The 9. series of Octomores bears the subheading ‘Dialogos’; Bruichladdich have never shied away from provoking conversation, but this trilogy of heavily-peated whiskies makes it explicit. Conversations were mortally dangerous things to me when I opened my Drinks by the Dram bottle on a humid, rainy afternoon in May – I didn’t need others doing greater harm to the concept of who I was, and all those industry Zoom hangouts passed me by. I was, however, desperate to connect again with flavour of a pronounced and divisive kind.

How to describe tasting the 9.3? As I assessed nose, palate and finish, it was as if I summarised the purest and most visceral sensory memories I had gathered through my life to that point. More than that, it made me hopeful for sensory experiences I would have in future.

The concept of a ‘complete’ whisky occurred to me on that day. I marvelled at the fearless suffusion of flavour it represented: it smelt of peaches, rockpools and sourdough starter; the taste was of smoked shellfish served beneath a broth of strong black tea. The finish was endless and profoundly emotional.

I coveted a bottle instantly. However, when you’re furloughed and unable to face the future, dropping nearly £200 on a whisky still feels wantonly irresponsible. Octomore 9.3 did encourage a reappraisal of my priorities, though. When I purposefully sought to change conditions around me and moved to London, I began examining the bedrock of my character. As the internal dialogue progressed, I became increasingly enamoured with the voice that spoke back to me. Crucially, I realised that the whiskies I bought, tasted and made did not define me.

When I was developing the idea for Liquid Texts, creativity and imagination kept cropping up as key themes. I knew I wanted to write about my encounter with this Octomore, and the question became which text to bring it into conversation with.
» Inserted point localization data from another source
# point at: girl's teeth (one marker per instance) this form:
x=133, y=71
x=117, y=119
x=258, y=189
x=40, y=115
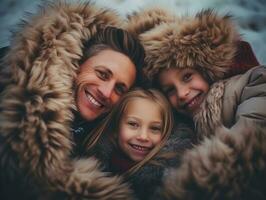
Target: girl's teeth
x=140, y=148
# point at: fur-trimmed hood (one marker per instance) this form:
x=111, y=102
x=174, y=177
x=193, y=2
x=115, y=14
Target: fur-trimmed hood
x=205, y=41
x=37, y=101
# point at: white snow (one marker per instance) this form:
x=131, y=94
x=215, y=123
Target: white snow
x=250, y=16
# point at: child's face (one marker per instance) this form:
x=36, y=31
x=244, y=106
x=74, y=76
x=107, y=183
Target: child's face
x=185, y=89
x=140, y=128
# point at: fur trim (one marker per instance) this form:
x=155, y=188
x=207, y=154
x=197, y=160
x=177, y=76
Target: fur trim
x=36, y=107
x=146, y=20
x=206, y=42
x=228, y=166
x=209, y=116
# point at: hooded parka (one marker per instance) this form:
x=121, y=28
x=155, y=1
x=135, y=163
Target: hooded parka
x=37, y=103
x=229, y=162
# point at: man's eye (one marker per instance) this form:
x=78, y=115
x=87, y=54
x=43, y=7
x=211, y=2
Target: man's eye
x=133, y=124
x=187, y=77
x=156, y=129
x=102, y=75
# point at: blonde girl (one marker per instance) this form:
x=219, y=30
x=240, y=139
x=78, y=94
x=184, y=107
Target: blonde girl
x=137, y=128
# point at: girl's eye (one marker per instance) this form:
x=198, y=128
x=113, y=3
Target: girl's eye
x=156, y=129
x=169, y=91
x=133, y=124
x=102, y=75
x=187, y=77
x=120, y=90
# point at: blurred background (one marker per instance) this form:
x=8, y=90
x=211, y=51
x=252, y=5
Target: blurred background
x=249, y=15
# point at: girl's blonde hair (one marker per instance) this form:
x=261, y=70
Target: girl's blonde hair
x=111, y=123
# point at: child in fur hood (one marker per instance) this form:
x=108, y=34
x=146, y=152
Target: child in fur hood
x=135, y=140
x=189, y=59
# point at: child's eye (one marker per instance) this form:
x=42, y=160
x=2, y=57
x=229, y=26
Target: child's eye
x=187, y=77
x=102, y=74
x=120, y=89
x=133, y=124
x=156, y=129
x=169, y=90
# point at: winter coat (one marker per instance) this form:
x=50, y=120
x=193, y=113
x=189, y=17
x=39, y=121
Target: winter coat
x=230, y=161
x=36, y=108
x=148, y=178
x=233, y=102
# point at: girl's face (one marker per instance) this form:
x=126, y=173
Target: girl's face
x=102, y=80
x=140, y=128
x=185, y=89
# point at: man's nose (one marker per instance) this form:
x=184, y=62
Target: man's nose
x=107, y=89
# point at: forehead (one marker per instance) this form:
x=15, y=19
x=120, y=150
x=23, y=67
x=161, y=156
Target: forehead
x=120, y=65
x=143, y=108
x=167, y=76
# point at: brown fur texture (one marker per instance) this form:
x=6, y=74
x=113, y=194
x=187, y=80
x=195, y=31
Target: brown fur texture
x=209, y=116
x=206, y=41
x=37, y=101
x=227, y=166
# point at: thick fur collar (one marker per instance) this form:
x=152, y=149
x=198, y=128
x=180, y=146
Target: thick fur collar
x=227, y=166
x=205, y=41
x=209, y=116
x=36, y=105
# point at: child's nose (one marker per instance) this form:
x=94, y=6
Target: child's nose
x=143, y=135
x=183, y=92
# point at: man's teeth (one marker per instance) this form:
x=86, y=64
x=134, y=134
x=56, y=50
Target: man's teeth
x=92, y=100
x=140, y=148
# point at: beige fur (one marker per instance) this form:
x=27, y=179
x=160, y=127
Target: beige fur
x=37, y=102
x=209, y=116
x=227, y=166
x=205, y=41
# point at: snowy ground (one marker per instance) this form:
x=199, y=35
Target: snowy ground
x=249, y=15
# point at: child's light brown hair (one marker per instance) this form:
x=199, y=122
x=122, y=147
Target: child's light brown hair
x=111, y=123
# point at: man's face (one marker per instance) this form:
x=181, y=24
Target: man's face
x=102, y=80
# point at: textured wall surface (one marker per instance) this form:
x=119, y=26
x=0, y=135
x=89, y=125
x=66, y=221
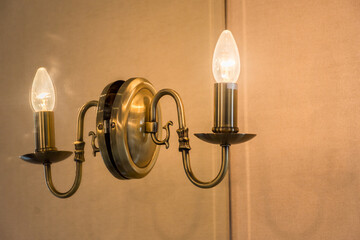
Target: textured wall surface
x=299, y=178
x=85, y=45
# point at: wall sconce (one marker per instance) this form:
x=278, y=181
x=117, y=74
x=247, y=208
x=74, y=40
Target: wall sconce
x=128, y=120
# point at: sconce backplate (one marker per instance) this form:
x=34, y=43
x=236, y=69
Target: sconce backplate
x=128, y=151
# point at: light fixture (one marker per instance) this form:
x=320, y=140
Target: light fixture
x=128, y=120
Lanark, published 41 years ago this week, is one of my top-3 favourite books. The novel aims at a kind of totality – the text, the image, then the playful commentary on both – and is an example of the creative daring I have always admired. When I re-read Lanark in 2017, I noticed further themes of self esteem and kindness. In spring 2020, creative daring, self esteem and kindness were even harder to find than hand sanitiser, and time was needed to show me how intractably I was locked in my own fear. Alasdair Gray wrote Lanark to ‘tell the world what he thinks of it’; gradually, some of this spirit has been fostered in me.

I also see Octomore 9.3 as a kind of totality. PPM geekery rubs up against borrowed Ancient Greek-ery; the absurd bottle is an erect middle finger as well as container for the wilful genius of the spirit. The learning, the imagination, the fits of madness and desire – Gray’s text and Adam Hannett’s composition are both marvellous in the truest sense of that word.
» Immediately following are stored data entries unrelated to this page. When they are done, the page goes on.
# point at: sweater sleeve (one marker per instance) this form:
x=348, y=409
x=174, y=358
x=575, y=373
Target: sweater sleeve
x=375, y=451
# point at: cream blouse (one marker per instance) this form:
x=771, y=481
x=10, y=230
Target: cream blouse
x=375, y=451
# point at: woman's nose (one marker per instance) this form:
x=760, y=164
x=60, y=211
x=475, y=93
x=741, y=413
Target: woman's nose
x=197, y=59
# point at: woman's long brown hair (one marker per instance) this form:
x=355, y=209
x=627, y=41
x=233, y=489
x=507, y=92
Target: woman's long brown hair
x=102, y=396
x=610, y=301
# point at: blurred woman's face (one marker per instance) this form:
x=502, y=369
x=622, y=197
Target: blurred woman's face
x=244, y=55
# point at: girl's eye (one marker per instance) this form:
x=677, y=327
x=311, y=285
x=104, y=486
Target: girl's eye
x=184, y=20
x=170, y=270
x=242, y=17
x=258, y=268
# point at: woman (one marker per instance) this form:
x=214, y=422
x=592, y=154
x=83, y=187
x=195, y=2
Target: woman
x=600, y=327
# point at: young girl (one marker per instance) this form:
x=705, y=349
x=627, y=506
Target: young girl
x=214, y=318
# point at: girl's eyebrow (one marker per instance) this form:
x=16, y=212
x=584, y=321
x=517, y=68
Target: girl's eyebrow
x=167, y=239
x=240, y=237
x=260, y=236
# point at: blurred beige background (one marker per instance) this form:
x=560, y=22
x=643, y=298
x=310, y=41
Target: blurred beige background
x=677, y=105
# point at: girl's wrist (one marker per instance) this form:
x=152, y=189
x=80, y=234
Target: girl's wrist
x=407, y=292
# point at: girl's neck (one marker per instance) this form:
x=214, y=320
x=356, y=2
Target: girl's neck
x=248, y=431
The Epilogue to Lanark is a dialogue between the author and his creation. Many would call this onanistic – Gray certainly does: “The critics will accuse me of self-indulgence, but I don’t care.” It is a joyous and subversive chapter, where socio-economic history is interwoven with petulant, wry swipes at sci-fi endings. As Gray/the author/the conjuror goes on to write: “I faced the fact that my world model would be a hopeless one. I also knew it would be an industrial-west-of-Scotland-petitbourgeois one, but I didn’t think that a disadvantage. If the maker’s mind is prepared, the immediate materials are always suitable.”
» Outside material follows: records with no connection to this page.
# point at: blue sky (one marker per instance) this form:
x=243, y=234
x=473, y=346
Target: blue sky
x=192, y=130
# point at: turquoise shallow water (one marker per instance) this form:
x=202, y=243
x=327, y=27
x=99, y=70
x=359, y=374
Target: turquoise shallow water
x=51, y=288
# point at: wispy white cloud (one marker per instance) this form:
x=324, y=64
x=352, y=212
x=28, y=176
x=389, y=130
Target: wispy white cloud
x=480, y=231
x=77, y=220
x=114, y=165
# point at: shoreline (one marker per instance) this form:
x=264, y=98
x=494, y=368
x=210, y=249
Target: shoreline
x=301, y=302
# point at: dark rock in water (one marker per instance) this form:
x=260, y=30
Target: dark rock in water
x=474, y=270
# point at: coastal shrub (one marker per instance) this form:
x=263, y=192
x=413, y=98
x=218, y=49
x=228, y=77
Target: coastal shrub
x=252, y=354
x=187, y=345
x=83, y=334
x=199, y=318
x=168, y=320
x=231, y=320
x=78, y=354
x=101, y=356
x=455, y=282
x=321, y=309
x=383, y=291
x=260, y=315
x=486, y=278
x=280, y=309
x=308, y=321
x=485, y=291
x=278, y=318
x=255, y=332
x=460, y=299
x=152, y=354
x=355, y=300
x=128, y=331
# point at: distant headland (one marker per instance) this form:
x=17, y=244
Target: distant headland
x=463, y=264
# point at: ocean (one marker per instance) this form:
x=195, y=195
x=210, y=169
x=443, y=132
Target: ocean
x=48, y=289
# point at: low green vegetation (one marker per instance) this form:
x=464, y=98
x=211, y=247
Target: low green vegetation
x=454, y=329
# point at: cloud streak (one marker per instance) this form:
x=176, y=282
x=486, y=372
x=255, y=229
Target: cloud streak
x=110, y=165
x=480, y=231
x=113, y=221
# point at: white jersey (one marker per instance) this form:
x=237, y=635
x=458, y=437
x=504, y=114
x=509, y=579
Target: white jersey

Seeing beyond whisky to the creative contributions we all can make has enabled me to grow out of the pandemic. I am more hopeful than Lanark‘s author says he is. If I proceed with greater assurance towards myself and warmth towards others, though, it is in part thanks to the artistic adventurousness of people like Gray. Liquid Texts is not a Lanark – obviously! – but it is my vehicle for expressing my weirdness and wonder. To inhabit a better world – or even a self – we must first imagine it.

“One if to five ises! That’s an incredible amount of freedom.”